Your digestive system is a muscle; if you don’t work that muscle enough, it’s going to atrophy. It’s just like how you work out at the gym to use your muscles, and if you don’t use them enough they don’t work as well. So even though juicing might mean that your body doesn’t have to break food down as much and you can absorb nutrients better, it also means that you’re sacrificing the workout your gut gets when you do eat whole fruits and vegetables and all that fiber your body has to work on to break down. There are benefits to eating that variety and balancing everything out.
A lot of the basis for detox diets is that they give the digestive system a break—do you think it ever needs a break?
We want to challenge our digestive systems with healthy things to break down, like plant-based proteins and fiber—those are good things to work out our digestive systems. Things that are less healthy and more processed are more foreign to our bodies, and they are not a good workout for our digestive systems.
But just thinking about detox in general, it depends on what kind of detox it is. You can do a healthy detox: more nutrient-rich foods, less processed foods, and lots of antioxidants. It’s really about eating fruits, vegetables, whole grains, plant-based proteins, and low-fat dairy products. That’s the best cleanse you can do, if you’re going to do a cleanse.

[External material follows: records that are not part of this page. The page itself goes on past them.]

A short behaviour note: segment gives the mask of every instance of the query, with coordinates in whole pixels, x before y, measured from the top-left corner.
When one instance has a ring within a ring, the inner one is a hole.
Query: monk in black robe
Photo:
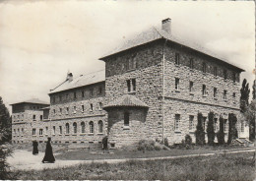
[[[32,142],[32,154],[38,153],[38,143],[36,141]]]
[[[48,138],[48,142],[46,144],[46,150],[45,150],[45,154],[44,157],[42,159],[42,163],[44,162],[50,162],[50,163],[54,163],[55,158],[53,156],[53,152],[52,152],[52,147],[50,145],[50,138]]]

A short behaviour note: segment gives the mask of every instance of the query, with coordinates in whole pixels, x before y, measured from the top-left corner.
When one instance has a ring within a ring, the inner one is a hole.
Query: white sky
[[[245,69],[251,87],[254,10],[252,1],[0,1],[0,96],[6,104],[49,101],[68,70],[104,69],[100,56],[165,18],[175,36]]]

What makes a nutrient more bioavailable in supplements? What micronutrients should we be paying special attention to?
Vitamin D3 is the form of vitamin D that your body is able to absorb best. When we’re talking about iron deficiency, individuals need different forms of iron depending on what type of iron deficiency they have—usually it’s ferrous sulfate that’s the most absorbable. We advise that all women of child-bearing age have folic acid in their multivitamin, and it’s important that you take folic acid if you’re pregnant. Folic acid, in general, is better absorbed than folate.
If you’re vegan, B12 is a nutrient to be aware of because it isn’t available from plant-based sources unless they’re fortified. Adults over fifty are also at a higher risk of B12 deficiency; our bodies don’t process B12 as well as we age. There have been a number of studies looking at oral supplement B12 versus B12 injections to see whether there’s a difference in absorption, but right now, we aren’t able to say whether oral or injectable B12 is better.

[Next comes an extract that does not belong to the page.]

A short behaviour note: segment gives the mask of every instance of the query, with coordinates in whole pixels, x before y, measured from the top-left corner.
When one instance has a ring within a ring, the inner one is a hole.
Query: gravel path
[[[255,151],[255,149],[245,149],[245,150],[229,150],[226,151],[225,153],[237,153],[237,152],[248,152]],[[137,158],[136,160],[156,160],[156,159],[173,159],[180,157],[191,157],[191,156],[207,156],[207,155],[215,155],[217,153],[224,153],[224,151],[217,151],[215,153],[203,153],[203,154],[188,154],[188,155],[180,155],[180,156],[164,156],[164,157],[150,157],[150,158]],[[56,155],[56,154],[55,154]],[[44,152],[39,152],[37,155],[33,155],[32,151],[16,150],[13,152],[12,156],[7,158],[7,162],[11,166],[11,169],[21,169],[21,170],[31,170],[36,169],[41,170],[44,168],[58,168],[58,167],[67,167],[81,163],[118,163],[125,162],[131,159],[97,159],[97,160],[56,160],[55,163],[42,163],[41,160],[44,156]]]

There are a number of different things like that, where it’s important to work with a registered dietitian to pick out the form of a supplement that’s best for your nutritional needs.
Krista Yoder Latortue, M.P.H., R.D., L.D.N., P.M.P., P.B.A., F.A.N.D., is a registered dietitian and the founder and executive director of Philadelphia’s Family Food, which provides individualized, evidence-based nutrition information to families and workplaces. Latortue earned her master’s of public health degree from Drexel University and is a fellow of the Academy of Nutrition and Dietetics. She’s published in the Journal of the Academy of Nutrition and Dietetics.
The views expressed in this article intend to highlight alternative studies. They are the views of the expert and do not necessarily represent the views of goop. This article is for informational purposes only, even if and to the extent that it features the advice of physicians and medical practitioners. This article is not, nor is it intended to be, a substitute for professional medical advice, diagnosis, or treatment and should never be relied upon for specific medical advice.